Auf dem Weg zurück vor dem Wind fällt die starke Pfeilung der Salinge auf: Wirklich weit lässt sich das Groß daher leider nicht öffnen. Somit: Die Duetta 86 ist vor allem ein Fahrtenschiff, das mit seinem tiefen Cockpit und seinen bequemen Sitzduchten einen geborgenen und angenehmen Ort bietet, von dem aus es gefahren wird. Das gefällt.
Im Testboot nagelt ein 2GM20 von Yanmar vor sich hin. Der wird als sehr robust beschrieben, alternativ wurden auch Farymann-Motoren verbaut. Wie immer gilt: 40 Jahre alte, einkreisgekühlte Motoren haben den Großteil ihres Lebens schon hinter sich. Ein bereits erneuerter Antrieb ist mithin ein dicker Pluspunkt für die Suche nach einer Duetta.

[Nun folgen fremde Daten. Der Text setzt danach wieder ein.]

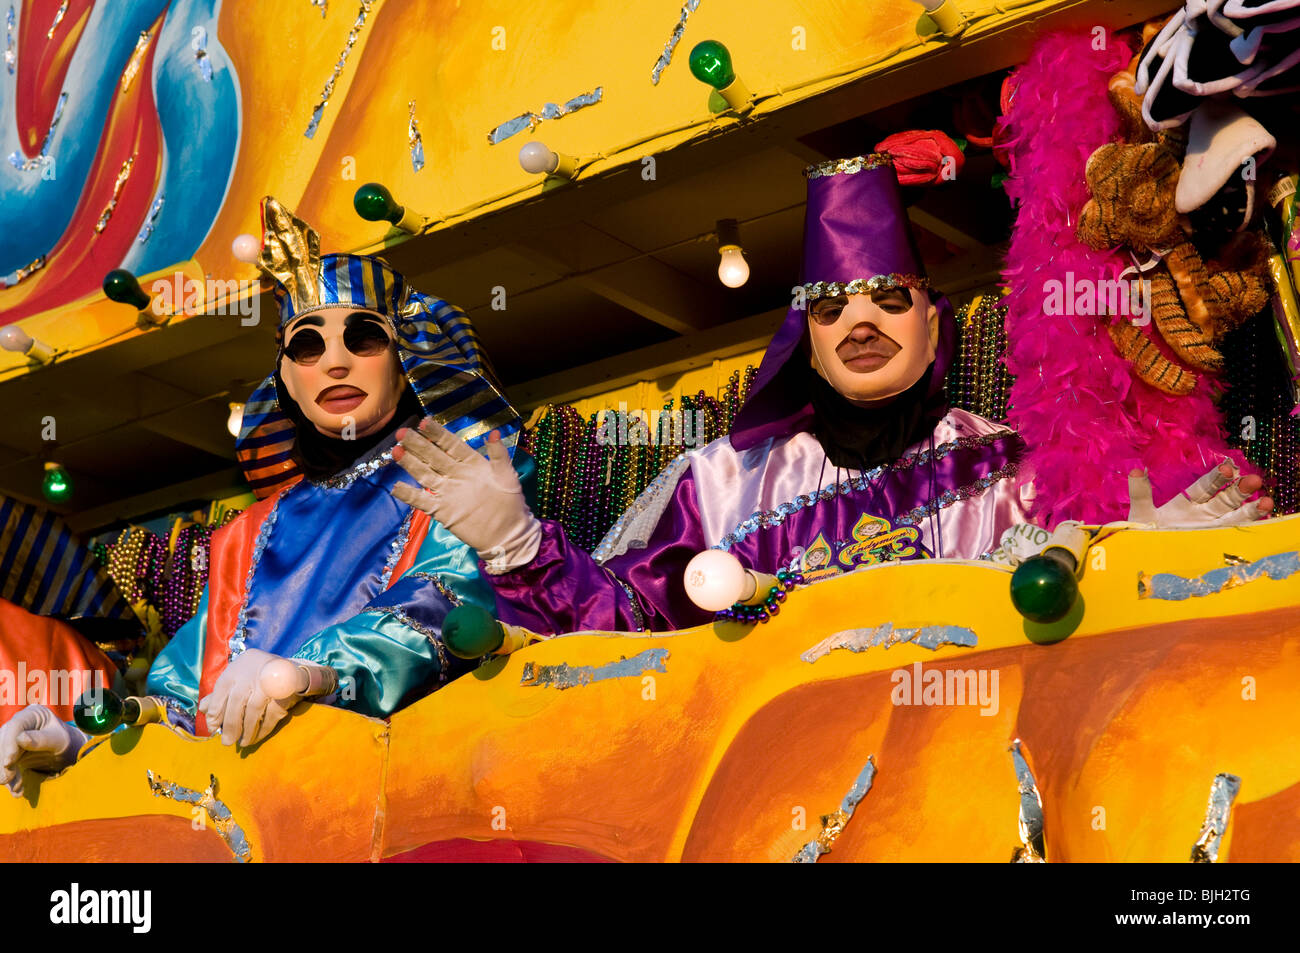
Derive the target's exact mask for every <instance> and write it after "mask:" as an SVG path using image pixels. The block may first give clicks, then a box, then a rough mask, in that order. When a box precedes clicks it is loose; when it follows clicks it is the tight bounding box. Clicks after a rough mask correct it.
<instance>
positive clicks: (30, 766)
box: [0, 705, 88, 797]
mask: <svg viewBox="0 0 1300 953" xmlns="http://www.w3.org/2000/svg"><path fill="white" fill-rule="evenodd" d="M86 741H88V736H87V735H86V733H83V732H82V731H81V729H79V728H73V727H72V725H70V724H64V723H62V722H60V720H59V716H57V715H56V714H55V712H53V711H51V710H49V709H47V707H45V706H44V705H29V706H27V707H26V709H23V710H22V711H19V712H18V714H17V715H14V716H13V718H10V719H9V720H8V722H5V723H4V724H3V725H0V784H5V785H8V787H9V792H10V793H12V794H13V796H14V797H21V796H22V768H29V770H31V771H49V772H55V771H62V770H64V768H65V767H68V766H69V764H72V763H73V762H74V761H77V753H78V751H79V750H81V748H82V745H85V744H86Z"/></svg>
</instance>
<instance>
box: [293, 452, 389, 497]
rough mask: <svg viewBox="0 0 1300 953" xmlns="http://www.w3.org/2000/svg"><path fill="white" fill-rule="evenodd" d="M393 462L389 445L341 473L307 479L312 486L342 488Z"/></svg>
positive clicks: (353, 482) (337, 473)
mask: <svg viewBox="0 0 1300 953" xmlns="http://www.w3.org/2000/svg"><path fill="white" fill-rule="evenodd" d="M390 463H393V447H389V449H387V450H385V451H383V452H382V454H380V455H378V456H372V458H370V459H369V460H363V462H361V463H355V464H352V467H351V469H346V471H343V472H342V473H335V475H334V476H331V477H329V478H326V480H309V481H308V482H311V484H312V485H313V486H324V488H326V489H330V490H343V489H347V488H348V486H351V485H352V484H355V482H356V481H357V480H360V478H361V477H367V476H370V473H373V472H376V471H377V469H382V468H383V467H386V465H389V464H390Z"/></svg>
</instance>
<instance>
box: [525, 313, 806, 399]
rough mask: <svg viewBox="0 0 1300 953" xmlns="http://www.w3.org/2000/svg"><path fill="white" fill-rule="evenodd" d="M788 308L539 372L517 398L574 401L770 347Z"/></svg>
mask: <svg viewBox="0 0 1300 953" xmlns="http://www.w3.org/2000/svg"><path fill="white" fill-rule="evenodd" d="M785 313H787V308H775V309H772V311H767V312H763V313H762V315H753V316H751V317H745V319H741V320H740V321H729V322H727V324H723V325H718V326H716V328H710V329H707V330H703V332H698V333H695V334H688V335H685V337H681V338H677V339H676V341H664V342H663V343H659V345H651V346H650V347H642V348H640V350H636V351H629V352H627V354H619V355H615V356H612V358H606V359H604V360H598V361H594V363H591V364H584V365H582V367H577V368H571V369H569V371H562V372H559V373H555V374H547V376H545V377H538V378H536V380H532V381H526V382H524V384H519V385H515V386H513V387H511V389H510V393H511V399H512V400H513V403H515V406H516V407H517V408H519V410H520V411H521V412H524V413H526V412H529V411H532V410H534V408H537V407H543V406H546V404H550V403H572V402H575V400H581V399H582V398H586V397H594V395H595V394H602V393H604V391H607V390H614V389H615V387H624V386H628V385H629V384H636V382H637V381H653V380H658V378H660V377H667V376H669V374H680V373H684V372H686V371H692V369H694V368H698V367H703V365H706V364H710V363H712V361H714V360H719V359H722V358H732V356H735V355H737V354H745V352H748V351H755V350H758V348H761V347H766V346H767V342H768V341H771V339H772V334H775V333H776V329H777V328H780V325H781V321H783V320H784V317H785Z"/></svg>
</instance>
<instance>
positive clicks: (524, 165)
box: [519, 142, 560, 176]
mask: <svg viewBox="0 0 1300 953" xmlns="http://www.w3.org/2000/svg"><path fill="white" fill-rule="evenodd" d="M519 164H520V165H521V166H523V168H524V172H530V173H533V174H534V176H539V174H542V173H551V172H555V169H556V166H559V164H560V159H559V156H556V155H555V153H554V152H551V151H550V150H549V148H547V147H546V144H545V143H541V142H530V143H528V144H525V146H524V148H521V150H520V151H519Z"/></svg>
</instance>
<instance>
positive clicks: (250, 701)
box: [199, 649, 298, 748]
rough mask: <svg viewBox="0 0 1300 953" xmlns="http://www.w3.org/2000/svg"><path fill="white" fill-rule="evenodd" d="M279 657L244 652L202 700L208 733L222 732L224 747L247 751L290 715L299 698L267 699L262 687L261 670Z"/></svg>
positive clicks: (257, 650) (202, 704) (215, 734)
mask: <svg viewBox="0 0 1300 953" xmlns="http://www.w3.org/2000/svg"><path fill="white" fill-rule="evenodd" d="M278 658H279V657H278V655H272V654H269V653H265V651H261V650H260V649H244V650H243V651H242V653H240V654H239V655H237V657H235V659H234V662H231V663H230V664H227V666H226V671H224V672H221V677H218V679H217V684H216V685H213V686H212V694H209V696H208V697H207V698H203V699H200V701H199V711H201V712H203V715H204V718H205V719H207V720H208V733H209V735H216V733H217V732H220V733H221V744H224V745H233V744H235V742H238V744H239V746H240V748H248V746H250V745H255V744H257V742H259V741H261V740H263V738H264V737H266V736H268V735H270V732H272V731H274V728H276V725H277V724H279V723H281V722H283V720H285V719H286V718H287V716H289V709H291V707H292V706H294V705H296V703H298V697H296V696H294V697H291V698H285V699H279V701H277V699H274V698H268V697H266V693H265V692H264V690H263V688H261V670H263V668H264V667H265V666H266V663H268V662H273V660H274V659H278Z"/></svg>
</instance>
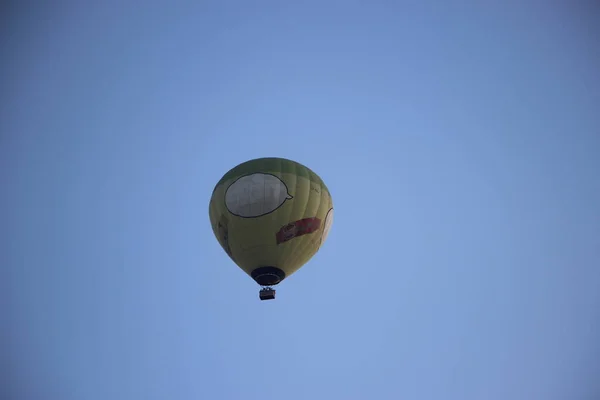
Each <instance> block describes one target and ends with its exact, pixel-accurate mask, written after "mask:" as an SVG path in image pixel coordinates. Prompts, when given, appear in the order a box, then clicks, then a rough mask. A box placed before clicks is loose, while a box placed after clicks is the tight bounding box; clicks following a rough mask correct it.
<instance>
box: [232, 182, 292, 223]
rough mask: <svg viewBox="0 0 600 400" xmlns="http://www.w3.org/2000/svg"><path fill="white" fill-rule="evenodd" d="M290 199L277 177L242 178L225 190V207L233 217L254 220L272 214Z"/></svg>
mask: <svg viewBox="0 0 600 400" xmlns="http://www.w3.org/2000/svg"><path fill="white" fill-rule="evenodd" d="M292 198H293V197H292V195H290V194H289V192H288V188H287V186H286V184H285V183H284V182H283V181H282V180H281V179H279V178H278V177H277V176H275V175H271V174H263V173H256V174H252V175H246V176H242V177H241V178H239V179H238V180H236V181H235V182H233V183H232V184H231V185H230V186H229V187H228V188H227V191H226V192H225V205H226V206H227V209H228V210H229V212H230V213H232V214H233V215H237V216H238V217H242V218H256V217H260V216H263V215H266V214H269V213H272V212H273V211H275V210H277V209H278V208H279V207H281V206H282V205H283V203H285V201H286V200H289V199H292Z"/></svg>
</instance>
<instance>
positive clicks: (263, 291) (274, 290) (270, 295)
mask: <svg viewBox="0 0 600 400" xmlns="http://www.w3.org/2000/svg"><path fill="white" fill-rule="evenodd" d="M258 297H259V298H260V299H261V300H273V299H275V289H273V288H270V287H266V288H262V289H261V290H260V292H258Z"/></svg>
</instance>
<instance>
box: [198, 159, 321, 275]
mask: <svg viewBox="0 0 600 400" xmlns="http://www.w3.org/2000/svg"><path fill="white" fill-rule="evenodd" d="M209 216H210V222H211V225H212V229H213V232H214V234H215V236H216V237H217V240H218V241H219V243H220V244H221V247H223V249H224V250H225V252H226V253H227V254H228V255H229V257H230V258H231V259H232V260H233V261H234V262H235V263H236V264H237V265H238V266H239V267H240V268H241V269H242V270H243V271H244V272H246V273H247V274H248V275H250V276H251V277H252V278H253V279H254V280H255V281H256V282H257V283H259V284H260V285H263V286H272V285H276V284H278V283H279V282H281V281H282V280H283V279H285V278H286V277H289V276H290V275H292V274H293V273H294V272H296V271H297V270H298V269H299V268H300V267H302V266H303V265H304V264H305V263H306V262H307V261H308V260H310V258H311V257H312V256H313V255H314V254H315V253H316V252H317V251H318V250H319V248H320V247H321V246H322V245H323V243H324V242H325V240H326V239H327V235H328V233H329V230H330V229H331V225H332V222H333V201H332V198H331V194H330V193H329V190H328V189H327V186H325V183H323V181H322V180H321V178H320V177H319V176H318V175H317V174H316V173H314V172H313V171H312V170H310V169H309V168H308V167H305V166H304V165H302V164H299V163H297V162H295V161H291V160H287V159H283V158H259V159H255V160H250V161H247V162H245V163H242V164H240V165H238V166H236V167H234V168H233V169H231V170H230V171H229V172H227V173H226V174H225V175H224V176H223V177H222V178H221V180H220V181H219V182H218V183H217V185H216V186H215V188H214V191H213V194H212V197H211V199H210V206H209Z"/></svg>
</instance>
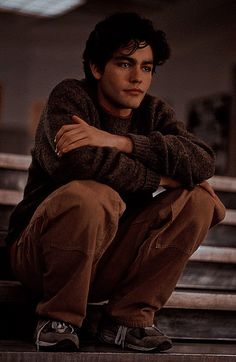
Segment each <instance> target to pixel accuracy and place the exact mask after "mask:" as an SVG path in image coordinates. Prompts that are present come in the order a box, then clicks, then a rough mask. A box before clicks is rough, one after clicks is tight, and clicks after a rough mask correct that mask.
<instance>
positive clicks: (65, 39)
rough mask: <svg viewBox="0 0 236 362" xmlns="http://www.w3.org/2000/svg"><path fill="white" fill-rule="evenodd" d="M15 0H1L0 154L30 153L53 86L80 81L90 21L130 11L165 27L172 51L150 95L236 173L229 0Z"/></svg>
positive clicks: (232, 34) (231, 59)
mask: <svg viewBox="0 0 236 362" xmlns="http://www.w3.org/2000/svg"><path fill="white" fill-rule="evenodd" d="M20 1H21V0H12V1H11V0H8V1H6V0H3V1H2V4H1V2H0V43H1V47H0V49H1V50H0V51H1V56H0V152H5V153H18V154H30V149H31V147H32V143H33V138H34V132H35V128H36V126H37V122H38V119H39V116H40V113H41V110H42V107H43V105H44V104H45V102H46V100H47V97H48V95H49V93H50V91H51V90H52V88H53V87H54V86H55V85H56V84H57V83H58V82H60V81H61V80H63V79H64V78H78V79H80V78H83V68H82V53H83V50H84V45H85V41H86V39H87V37H88V35H89V33H90V32H91V30H92V29H93V28H94V26H95V24H96V23H97V22H98V21H100V20H101V19H103V18H104V17H105V16H107V15H109V14H111V13H113V12H115V11H135V12H138V13H139V14H141V15H143V16H145V17H148V18H150V19H151V20H152V21H153V23H154V25H155V27H156V28H160V29H161V30H164V31H165V32H166V34H167V38H168V40H169V42H170V45H171V49H172V56H171V58H170V60H169V61H168V62H167V63H166V64H165V65H163V66H162V67H158V68H157V73H156V75H155V76H154V79H153V85H152V88H151V91H150V93H151V94H153V95H155V96H157V97H160V98H162V99H164V100H166V101H167V102H169V103H170V105H171V106H173V107H174V109H175V111H176V113H177V116H178V118H179V119H180V120H183V121H184V122H185V123H186V124H187V126H188V128H189V129H190V130H191V131H192V132H194V133H196V134H198V135H200V136H201V137H202V138H203V139H205V140H206V141H207V142H208V143H209V144H210V145H211V146H212V147H213V148H214V150H215V152H216V155H217V169H216V173H217V174H219V175H231V176H236V127H235V125H236V119H235V118H236V41H235V40H236V21H235V15H236V2H235V1H234V0H198V1H197V0H127V1H125V0H119V1H118V0H117V1H115V0H83V1H81V3H79V1H78V0H74V2H73V0H72V1H71V3H70V2H69V1H68V4H67V3H66V0H61V4H60V6H58V7H57V8H55V9H53V5H55V4H57V5H59V3H60V1H59V0H58V1H55V0H51V1H50V0H42V1H40V0H37V1H35V0H32V1H30V0H27V1H25V3H26V4H25V5H23V6H24V8H23V10H22V9H20V6H19V2H20ZM36 3H37V5H39V6H40V9H37V10H35V9H34V6H33V5H35V4H36ZM11 5H12V6H13V9H11V8H10V6H11ZM67 5H68V7H67ZM44 10H49V12H48V13H47V14H43V11H44ZM121 26H122V24H121Z"/></svg>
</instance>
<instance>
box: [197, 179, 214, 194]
mask: <svg viewBox="0 0 236 362" xmlns="http://www.w3.org/2000/svg"><path fill="white" fill-rule="evenodd" d="M199 186H200V187H202V188H203V189H204V190H206V191H207V192H209V194H210V195H211V196H212V197H217V196H216V194H215V191H214V190H213V188H212V186H211V185H210V184H209V182H207V181H203V182H201V183H200V184H199Z"/></svg>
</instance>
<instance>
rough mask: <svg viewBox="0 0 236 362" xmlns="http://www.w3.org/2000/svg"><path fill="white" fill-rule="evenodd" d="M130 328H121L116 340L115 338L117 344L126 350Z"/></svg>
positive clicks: (116, 337)
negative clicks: (127, 339)
mask: <svg viewBox="0 0 236 362" xmlns="http://www.w3.org/2000/svg"><path fill="white" fill-rule="evenodd" d="M127 330H128V327H125V326H119V328H118V331H117V334H116V338H115V344H118V345H121V346H122V348H123V349H124V348H125V337H126V333H127Z"/></svg>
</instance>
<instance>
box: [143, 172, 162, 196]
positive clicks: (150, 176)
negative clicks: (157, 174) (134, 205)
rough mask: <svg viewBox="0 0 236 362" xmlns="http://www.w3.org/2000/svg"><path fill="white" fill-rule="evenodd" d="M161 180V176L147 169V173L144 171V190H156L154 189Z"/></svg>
mask: <svg viewBox="0 0 236 362" xmlns="http://www.w3.org/2000/svg"><path fill="white" fill-rule="evenodd" d="M160 180H161V176H159V175H157V174H156V172H154V171H152V170H150V169H147V173H146V180H145V185H144V188H143V189H144V190H145V191H152V192H154V191H156V189H157V188H158V186H159V183H160Z"/></svg>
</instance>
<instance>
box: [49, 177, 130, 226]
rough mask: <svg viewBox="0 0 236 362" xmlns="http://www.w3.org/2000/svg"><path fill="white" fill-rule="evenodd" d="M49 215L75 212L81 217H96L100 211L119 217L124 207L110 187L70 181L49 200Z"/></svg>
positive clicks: (98, 214) (90, 182)
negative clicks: (77, 213)
mask: <svg viewBox="0 0 236 362" xmlns="http://www.w3.org/2000/svg"><path fill="white" fill-rule="evenodd" d="M50 201H51V202H50V211H51V213H54V214H58V213H64V212H66V211H68V210H71V209H73V210H76V212H77V213H78V215H79V213H80V214H82V215H83V217H85V216H86V215H90V216H91V215H92V216H93V219H94V216H95V215H96V216H98V215H100V214H101V209H103V210H106V211H107V212H109V213H117V214H118V215H121V213H122V212H123V211H124V208H125V205H124V202H123V200H122V199H121V198H120V196H119V194H118V193H117V192H116V191H115V190H113V189H112V188H111V187H109V186H107V185H104V184H101V183H98V182H95V181H92V180H81V181H77V180H76V181H71V182H69V183H67V184H66V185H63V186H62V187H60V188H59V189H58V190H56V191H55V192H54V193H53V194H52V196H51V198H50Z"/></svg>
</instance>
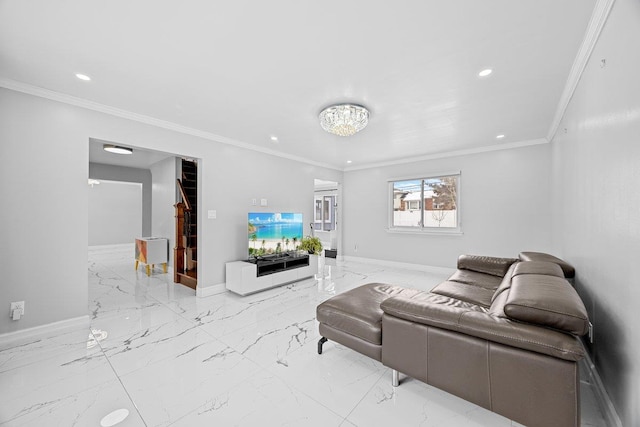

Unter Deck zeigt sich das Testschiff recht frisch, die Holzoberflächen sind noch intakt. Eine sehr gemütliche Sitzgruppe bietet der Salon, hier passen locker vier Personen um den großen, drehbaren Tisch. Senkt man den ab, so entsteht dort eine Liegewiese von 2,06 Metern Länge, die achtern 2,03 und vorne noch 1,48 Meter breit ist. Hier lässt es sich sehr kommod nächtigen. Weniger geräumig geht es im WC-Raum zu. Die Türe muss offen sein, wenn man sich wieder ankleiden möchte.
Die Pantry kann mit einer Ablage abgedeckt werden und dient als Navitisch. Sie ist als Ganzes halbkardanisch aufgehängt. Wenn der Kocher mal nicht mehr funktioniert, gibt es hierfür jedoch keinen Ersatz mehr, dann müssen sich Eigner etwas einfallen lassen.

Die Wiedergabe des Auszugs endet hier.